What is it about NY that makes it so fascinating? Is it the unashamed directness of the populous that inhabit Manhattan? “Excuse me” says the man who has just begun his walk down 5th Ave, “Can you tell me the way to the Statue of Liberty, or should I just go fuck myself?” Is it the food? Every second store front is selling some kind of sustenance that is either regarded as ‘the best on the planet” or “world famous”! How many secret recipes can there be? According to my simple math after walking down 8th Ave this week, probably tens of thousands, and each one claiming to be better than the other. Is it the tourist attractions? New Yorkers can be found dressing up as Elmo or Mickey Mouse in Times Sq and threatening every 5 year old boy and girl that walks past them and doesn’t tip after requesting a picture? Is it the constant heat and humidity at this time of year, made all the worse by the uneven overly populated concrete sidewalks that carry more smelly human beings than any European sauna? Or is it just the continual putrid smell of urine wafting through endless tunnels where a never ending and confusing stream of sweaty locals are transported daily from one end of the island to another?

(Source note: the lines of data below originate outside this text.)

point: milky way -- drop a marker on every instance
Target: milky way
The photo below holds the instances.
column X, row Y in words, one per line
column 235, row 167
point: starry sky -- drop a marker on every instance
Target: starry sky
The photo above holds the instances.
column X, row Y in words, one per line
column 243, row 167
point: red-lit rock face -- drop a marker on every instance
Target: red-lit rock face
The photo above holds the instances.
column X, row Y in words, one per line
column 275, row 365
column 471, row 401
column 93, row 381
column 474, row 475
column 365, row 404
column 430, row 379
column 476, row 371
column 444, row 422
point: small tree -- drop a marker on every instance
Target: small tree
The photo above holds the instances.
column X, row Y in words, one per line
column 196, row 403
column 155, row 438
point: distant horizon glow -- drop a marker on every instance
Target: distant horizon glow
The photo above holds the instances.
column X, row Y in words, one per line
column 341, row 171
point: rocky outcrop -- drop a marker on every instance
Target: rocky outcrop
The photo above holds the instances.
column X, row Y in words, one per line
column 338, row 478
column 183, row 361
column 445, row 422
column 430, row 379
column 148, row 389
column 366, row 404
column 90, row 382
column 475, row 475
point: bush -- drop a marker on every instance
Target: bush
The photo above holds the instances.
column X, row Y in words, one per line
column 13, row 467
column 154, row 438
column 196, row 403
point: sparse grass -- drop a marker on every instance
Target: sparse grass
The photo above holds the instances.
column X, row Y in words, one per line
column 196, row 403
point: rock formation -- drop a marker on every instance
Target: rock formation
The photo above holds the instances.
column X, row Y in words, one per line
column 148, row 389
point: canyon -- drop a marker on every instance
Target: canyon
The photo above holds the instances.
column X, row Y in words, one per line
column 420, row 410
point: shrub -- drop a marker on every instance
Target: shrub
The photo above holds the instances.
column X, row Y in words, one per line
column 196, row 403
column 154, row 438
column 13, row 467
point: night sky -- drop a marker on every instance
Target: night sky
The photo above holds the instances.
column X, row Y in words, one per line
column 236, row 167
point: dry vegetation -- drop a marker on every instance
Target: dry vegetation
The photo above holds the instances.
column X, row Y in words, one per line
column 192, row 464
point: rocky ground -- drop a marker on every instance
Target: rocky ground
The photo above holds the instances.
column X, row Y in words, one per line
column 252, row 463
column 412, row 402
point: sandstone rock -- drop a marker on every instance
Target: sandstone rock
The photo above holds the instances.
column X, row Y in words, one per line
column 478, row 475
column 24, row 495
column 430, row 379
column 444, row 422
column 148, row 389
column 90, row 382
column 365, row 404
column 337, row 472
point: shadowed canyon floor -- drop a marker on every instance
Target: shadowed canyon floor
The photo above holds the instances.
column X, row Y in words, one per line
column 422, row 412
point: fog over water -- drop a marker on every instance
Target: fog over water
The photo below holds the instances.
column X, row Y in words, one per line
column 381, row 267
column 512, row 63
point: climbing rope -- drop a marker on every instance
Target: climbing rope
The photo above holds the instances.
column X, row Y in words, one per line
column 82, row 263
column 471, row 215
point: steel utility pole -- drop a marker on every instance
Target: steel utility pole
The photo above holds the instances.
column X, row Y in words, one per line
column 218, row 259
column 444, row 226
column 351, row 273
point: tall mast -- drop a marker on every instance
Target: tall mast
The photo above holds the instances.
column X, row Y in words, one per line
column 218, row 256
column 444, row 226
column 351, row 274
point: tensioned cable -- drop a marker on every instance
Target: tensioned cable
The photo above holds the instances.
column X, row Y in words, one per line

I think it could be all of the above, but frankly speaking, and after many visits to the city over the past thirty years, I am at a loss why anyone finds New York attractive.
I’ve written about this before, and I’ve received countless responses from some who chastise me and others who just applaud my candor, but seriously, is there anything in that city other than great food that can be worth chasing? The cab drivers are rude and incompetent. The pizza is $20 a slice. The museums are amazing, but does anyone in this instantly bored generation give a damn? The subway is a mess, the shops are expensive, the people are just permanently sour, so why bother?
I just spent three blissful days in NY. Blissful? Yes, because I stayed in Hoboken New Jersey, located just at the other side of the Hudson river, 10 minutes on the Path train to Manhattan and as serene as any holiday resort I have every stayed at. The place itself is small, but its character is huge. It’s feel is New York but without the madness. You can sleep at night and never hear a single car horn or police siren. You can walk the streets with the absolute certainty that people will be nice to you and you can run outside on the waterfront without ever smelling one ounce of pollution. All in all it was paradise in comparison to Manhattan, and all in all I was delighted to tell my friends that at last, after all these years, this was the place to stay when a trip to NYC is required. I ate well, slept well and returned to CA so much more refreshed than wherever I had stayed on the opposite side of the water. It’s only 20 mins to Newark airport and the nutters, as depicted above, seemingly do not exist in Hoboken. The view of the Freedom tower was to die for and the general consensus was positive.
So no matter how bad the smells is in NYC, no matter how rude the people are, no matter how expensive the food seems to be, Hoboken offered a refuge that was quite unexpected. Except for the thought that each day I had to venture across to the other side, I was happy to spend my time contemplating just what other people’s fascination about Manhattan really is! The answer? I have no fucking clue!!